Hoy somos testigos de este desorden global donde no se respeta el derecho internacional, ni la carta de Naciones Unidas, se violan los tratados y se impone el uso de la fuerza para cambiar gobiernos, doblegar a países, asesinar autoridades o secuestrar jefes de Estado.

En las dos primeras décadas del presente siglo, el orden internacional parecía más o menos estable, sin grandes contratiempos se consolidaba la globalización. Sin embargo, en 2014 Rusia ocupó Crimea y se le aplicaron sanciones económicas parciales, pero no se asumió que podría alterar el orden internacional. Al año siguiente, en la ENS de Estados Unidos, bajo la presidencia de Barak Obama, se indicó que la agresión rusa era una amenaza al orden existente, señalando que este debía fortalecerse basado en normas y valores universales, es decir reafirmando principios del derecho internacional.

Asimismo, en sus consideraciones, caracterizaba por primera vez al cambio climático como una amenaza a la seguridad nacional. En 2017, bajo la primera presidencia de Donald Trump, el nuevo documento estratégico eliminó el cambio climático e introdujo a China y Rusia como potencias competidoras, capaces de amenazar su hegemonía global.

En 2021 el presidente Joe Biden en su ENS reafirmó el compromiso con la OTAN y con las democracias, identificando a China como el principal rival en el plano tecnológico y militar.
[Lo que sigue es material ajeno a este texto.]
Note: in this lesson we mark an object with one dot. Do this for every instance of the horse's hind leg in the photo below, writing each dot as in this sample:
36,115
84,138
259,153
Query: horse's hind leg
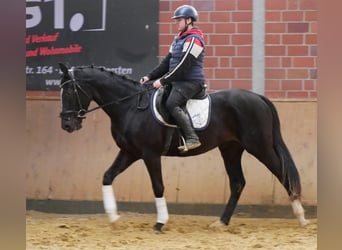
231,153
283,167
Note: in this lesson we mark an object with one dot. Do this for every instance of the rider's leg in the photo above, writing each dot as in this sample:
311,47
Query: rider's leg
183,121
180,93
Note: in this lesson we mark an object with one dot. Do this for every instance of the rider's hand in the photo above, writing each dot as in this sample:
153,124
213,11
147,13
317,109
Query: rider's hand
144,79
157,84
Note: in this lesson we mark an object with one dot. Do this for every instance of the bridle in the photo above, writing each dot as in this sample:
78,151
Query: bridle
81,113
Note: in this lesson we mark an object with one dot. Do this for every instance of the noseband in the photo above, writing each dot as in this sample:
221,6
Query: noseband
66,115
81,113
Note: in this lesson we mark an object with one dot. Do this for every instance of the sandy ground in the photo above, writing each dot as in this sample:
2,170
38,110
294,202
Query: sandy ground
134,231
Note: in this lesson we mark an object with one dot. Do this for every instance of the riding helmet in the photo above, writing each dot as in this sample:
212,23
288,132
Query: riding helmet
186,11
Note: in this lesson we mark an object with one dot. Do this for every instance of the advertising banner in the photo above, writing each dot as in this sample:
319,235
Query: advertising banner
121,35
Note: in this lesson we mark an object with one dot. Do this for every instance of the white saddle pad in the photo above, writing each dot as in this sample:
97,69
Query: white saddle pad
198,109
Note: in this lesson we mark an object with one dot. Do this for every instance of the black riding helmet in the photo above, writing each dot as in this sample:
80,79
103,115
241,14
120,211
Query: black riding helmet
186,11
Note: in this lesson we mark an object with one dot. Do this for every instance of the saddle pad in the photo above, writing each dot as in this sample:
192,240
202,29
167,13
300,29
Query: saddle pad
198,109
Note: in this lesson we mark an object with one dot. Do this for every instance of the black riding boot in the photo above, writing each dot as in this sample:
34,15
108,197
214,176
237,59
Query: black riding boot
183,121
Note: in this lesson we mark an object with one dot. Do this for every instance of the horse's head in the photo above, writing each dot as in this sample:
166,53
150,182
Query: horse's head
74,100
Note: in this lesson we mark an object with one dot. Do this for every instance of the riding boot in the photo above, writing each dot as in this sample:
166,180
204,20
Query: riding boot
183,121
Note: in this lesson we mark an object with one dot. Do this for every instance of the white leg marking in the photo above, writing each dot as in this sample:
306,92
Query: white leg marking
163,214
298,210
110,203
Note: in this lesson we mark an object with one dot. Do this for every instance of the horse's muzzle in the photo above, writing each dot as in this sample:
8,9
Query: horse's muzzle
71,124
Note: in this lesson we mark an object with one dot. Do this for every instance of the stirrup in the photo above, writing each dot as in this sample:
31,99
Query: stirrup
185,147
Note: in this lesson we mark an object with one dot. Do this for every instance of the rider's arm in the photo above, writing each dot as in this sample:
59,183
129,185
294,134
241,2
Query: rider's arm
161,69
192,48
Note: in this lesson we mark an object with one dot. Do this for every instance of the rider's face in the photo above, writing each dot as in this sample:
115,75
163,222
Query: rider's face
180,23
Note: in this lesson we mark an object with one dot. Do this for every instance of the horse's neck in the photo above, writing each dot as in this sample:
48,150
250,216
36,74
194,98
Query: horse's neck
115,91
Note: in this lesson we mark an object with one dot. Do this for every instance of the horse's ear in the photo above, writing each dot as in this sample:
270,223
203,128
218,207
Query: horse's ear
63,68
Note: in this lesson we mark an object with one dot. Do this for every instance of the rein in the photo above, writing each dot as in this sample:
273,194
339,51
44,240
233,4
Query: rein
120,100
82,112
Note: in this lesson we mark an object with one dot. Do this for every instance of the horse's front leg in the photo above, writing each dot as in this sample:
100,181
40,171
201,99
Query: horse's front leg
153,164
121,163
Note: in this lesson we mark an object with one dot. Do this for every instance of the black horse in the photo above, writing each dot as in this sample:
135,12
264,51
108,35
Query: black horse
240,120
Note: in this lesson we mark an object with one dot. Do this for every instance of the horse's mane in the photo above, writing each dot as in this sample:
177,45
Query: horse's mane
110,72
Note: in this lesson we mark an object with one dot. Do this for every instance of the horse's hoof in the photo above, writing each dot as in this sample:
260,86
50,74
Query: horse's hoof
157,228
217,224
304,222
114,225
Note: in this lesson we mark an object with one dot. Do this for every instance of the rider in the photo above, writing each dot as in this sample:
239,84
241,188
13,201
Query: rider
182,68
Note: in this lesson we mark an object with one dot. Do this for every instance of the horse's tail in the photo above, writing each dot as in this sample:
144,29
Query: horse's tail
290,172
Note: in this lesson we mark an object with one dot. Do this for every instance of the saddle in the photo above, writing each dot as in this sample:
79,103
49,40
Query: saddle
198,108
En su segundo mandato, el presidente Trump da a conocer su estrategia identificando claramente a China como la principal amenaza a su hegemonía y determina que el hemisferio occidental debe contribuir a contener la expansión global de China proclamando que el continente americano es para los americanos, reiterando la doctrina del presidente James Monroe proclamada en 1823 y que Trump llamó como “Donroe”, para incluir su nombre.

Para los 27 países de la Unión Europea redefinir el interés nacional colectivo parece ser una prioridad que debe a su vez, adecuarse a la definición individual de cada uno de esos estados sobre su propio interés nacional. La urgencia parece estar en la fractura cada vez mayor entre los países que conforman la OTAN y su principal sostenedor, los Estados Unidos. Como se resolverá esa ecuación no lo sabemos aún, lo que si hemos conocido son las declaraciones del presidente Trump señalando que la Alianza Atlántica es un “tigre de papel”, frase repetida en varias oportunidades en el siglo pasado por el líder chino Mao Zedong, para referirse al “imperialismo norteamericano” y sus debilidades internas.
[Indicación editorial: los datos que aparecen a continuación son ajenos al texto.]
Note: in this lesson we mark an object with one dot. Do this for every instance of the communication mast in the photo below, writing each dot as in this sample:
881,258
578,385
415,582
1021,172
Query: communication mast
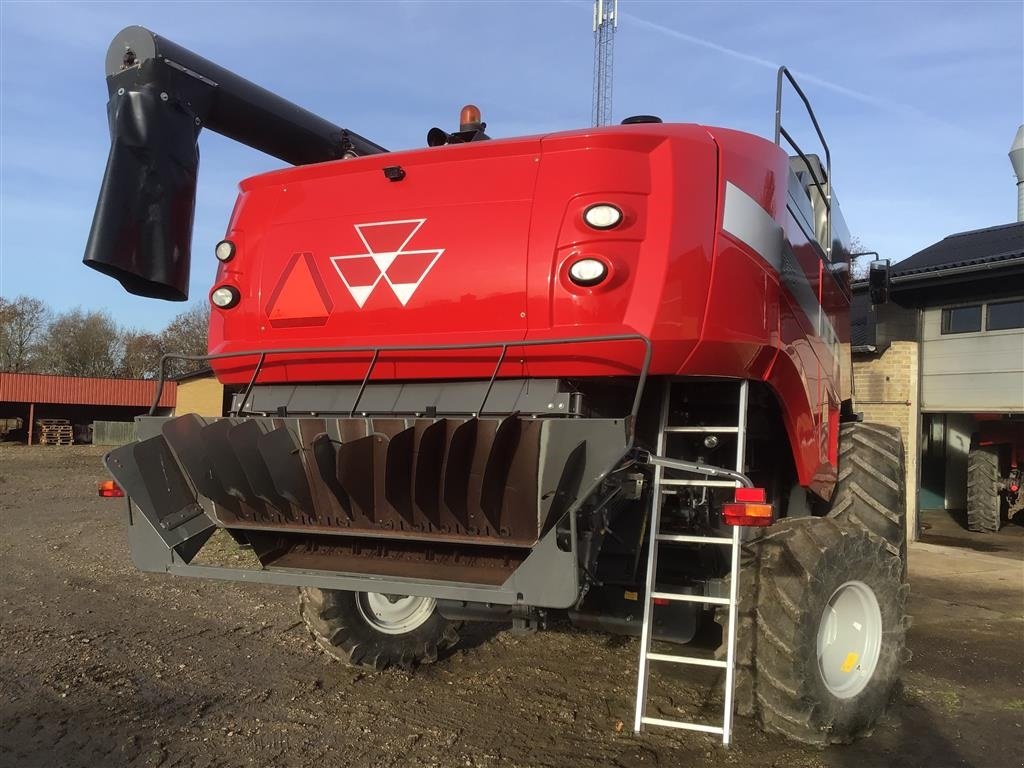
605,22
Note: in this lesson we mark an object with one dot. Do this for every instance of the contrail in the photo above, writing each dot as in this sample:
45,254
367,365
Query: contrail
805,77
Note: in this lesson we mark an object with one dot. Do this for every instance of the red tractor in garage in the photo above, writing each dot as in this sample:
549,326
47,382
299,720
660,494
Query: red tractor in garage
600,375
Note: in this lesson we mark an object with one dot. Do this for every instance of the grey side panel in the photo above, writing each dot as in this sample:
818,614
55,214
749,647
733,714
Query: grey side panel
547,579
463,397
No es fácil para Washington cancelar su participación en la OTAN ya que requiere mayoría de dos tercios del senado. Además, dejaría a los países europeos sin la protección del paraguas nuclear que los ha protegido desde el término de la segunda guerra mundial, con la excepción de Francia y el Reino Unido que cuentan con armas atómicas limitadas. En todo caso cada día cobra más sentido para la Unión Europea avanzar rápidamente hacia una política de defensa y un ejército común, autosuficiente y terminar definitivamente con la dependencia de la industria militar estadounidense.
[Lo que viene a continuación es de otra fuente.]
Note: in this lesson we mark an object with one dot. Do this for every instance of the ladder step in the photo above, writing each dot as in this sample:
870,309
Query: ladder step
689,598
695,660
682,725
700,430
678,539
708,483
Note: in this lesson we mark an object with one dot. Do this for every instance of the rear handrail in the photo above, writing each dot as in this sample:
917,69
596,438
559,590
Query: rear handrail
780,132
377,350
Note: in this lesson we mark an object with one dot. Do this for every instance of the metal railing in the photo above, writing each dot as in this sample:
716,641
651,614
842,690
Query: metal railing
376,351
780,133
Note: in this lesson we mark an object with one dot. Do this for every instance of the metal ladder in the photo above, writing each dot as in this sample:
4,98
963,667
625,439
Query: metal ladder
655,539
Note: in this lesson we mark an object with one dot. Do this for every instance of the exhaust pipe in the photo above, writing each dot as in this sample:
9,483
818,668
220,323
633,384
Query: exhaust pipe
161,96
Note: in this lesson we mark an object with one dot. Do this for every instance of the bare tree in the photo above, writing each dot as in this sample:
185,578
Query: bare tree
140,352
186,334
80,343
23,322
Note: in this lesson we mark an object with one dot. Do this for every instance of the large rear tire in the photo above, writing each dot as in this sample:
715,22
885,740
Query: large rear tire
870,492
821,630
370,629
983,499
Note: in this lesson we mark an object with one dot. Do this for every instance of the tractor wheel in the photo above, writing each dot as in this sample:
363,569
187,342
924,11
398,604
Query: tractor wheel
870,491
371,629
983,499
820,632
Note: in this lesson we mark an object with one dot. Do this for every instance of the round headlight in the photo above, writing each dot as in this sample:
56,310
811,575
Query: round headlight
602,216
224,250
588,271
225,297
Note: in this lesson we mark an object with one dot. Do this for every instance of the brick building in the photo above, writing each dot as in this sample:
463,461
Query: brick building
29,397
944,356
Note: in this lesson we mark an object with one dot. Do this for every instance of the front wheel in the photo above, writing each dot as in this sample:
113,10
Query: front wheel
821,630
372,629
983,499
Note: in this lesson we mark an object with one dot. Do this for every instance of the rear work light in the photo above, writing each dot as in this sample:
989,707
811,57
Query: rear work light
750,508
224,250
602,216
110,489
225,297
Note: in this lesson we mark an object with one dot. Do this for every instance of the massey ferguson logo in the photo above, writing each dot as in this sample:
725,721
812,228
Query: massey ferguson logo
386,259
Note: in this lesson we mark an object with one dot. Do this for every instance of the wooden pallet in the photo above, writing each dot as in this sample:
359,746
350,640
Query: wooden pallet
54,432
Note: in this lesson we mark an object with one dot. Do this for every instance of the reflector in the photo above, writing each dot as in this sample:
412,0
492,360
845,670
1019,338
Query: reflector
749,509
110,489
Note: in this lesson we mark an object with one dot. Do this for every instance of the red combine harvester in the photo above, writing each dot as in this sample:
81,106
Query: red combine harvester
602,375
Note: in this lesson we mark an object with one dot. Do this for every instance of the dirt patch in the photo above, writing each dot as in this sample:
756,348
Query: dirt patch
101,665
Para ello habría que avanzar hacia la creación de una Unión Europea de carácter federal, lo que significa que cada país renuncie a otra parte de su soberanía individual entregando más competencias a un órgano central, lo que hoy parece muy difícil que ocurra. La heterogeneidad de sistemas políticos, donde conviven repúblicas con monarquías parlamentarias, diferencias culturales y lingüísticas entre otras, representa un desafío mayor.

¿Y cómo se define el interés nacional en Rusia, en China, en India, en Japón o en Israel? Para todos vale el mismo principio: mantener la seguridad y soberanía, así como proyectar su poder en la escena internacional. Moscú lo hizo valer al percibir una amenaza con la expansión progresiva de la OTAN hacia el este, política iniciada bajo la presidencia de Bill Clinton, en 1999, cuando la Alianza se extendió a Polonia, Hungría y la República Checa.

No se escucharon entonces las opiniones de connotados políticos y especialistas que no recomendaban esa expansión, como lo hicieron saber Henry Kissinger o George Kennan. En 2004 se sumaron Bulgaria, Eslovaquia, Eslovenia, Estonia, Letonia, Lituania y Rumania. El 2017 lo hizo Montenegro, el 2020 Macedonia del Norte y el año 2024 Finlandia y Suecia. Todos estos países redefinieron su interés nacional en base a una percepción de potencial agresión de Rusia.

Por su parte Moscú percibió en esta extensión hacia sus fronteras como una amenaza a su seguridad y cuando Ucrania, en 2014, expresó su interés por integrarse a la OTAN, luego de la anexión de Crimea, Rusia la invadió en una guerra que ha dado inicio a una reconfiguración del orden internacional europeo al menos. En el caso de Israel, un país que cuenta con una protección ilimitada de los Estados Unidos y un resuelto apoyo de Europa occidental decidió tomar la iniciativa y junto a Estados Unidos atacaron por segunda vez a Irán.

Tel Aviv además está bombardeando ciudades del Líbano y ocupando la parte sur del país para eliminar el peligro que representa para su seguridad el grupo chiita Hezbolá. Por su parte China, ha definido su interés nacional sobre la base de sus cinco principios de coexistencia pacífica, con la salvedad que se anexó el Tibet en 1950 e invadió Vietnam en 1979 en represalia por la invasión vietnamita a la Camboya de Pol Pot. Taiwán es considerado territorio chino por Beijín y así lo han reconocido las potencias occidentales, pero en los últimos años Estados Unidos ha relevado la importancia de la isla por su alta tecnología y su estratégica ubicación en el Asia Pacífico.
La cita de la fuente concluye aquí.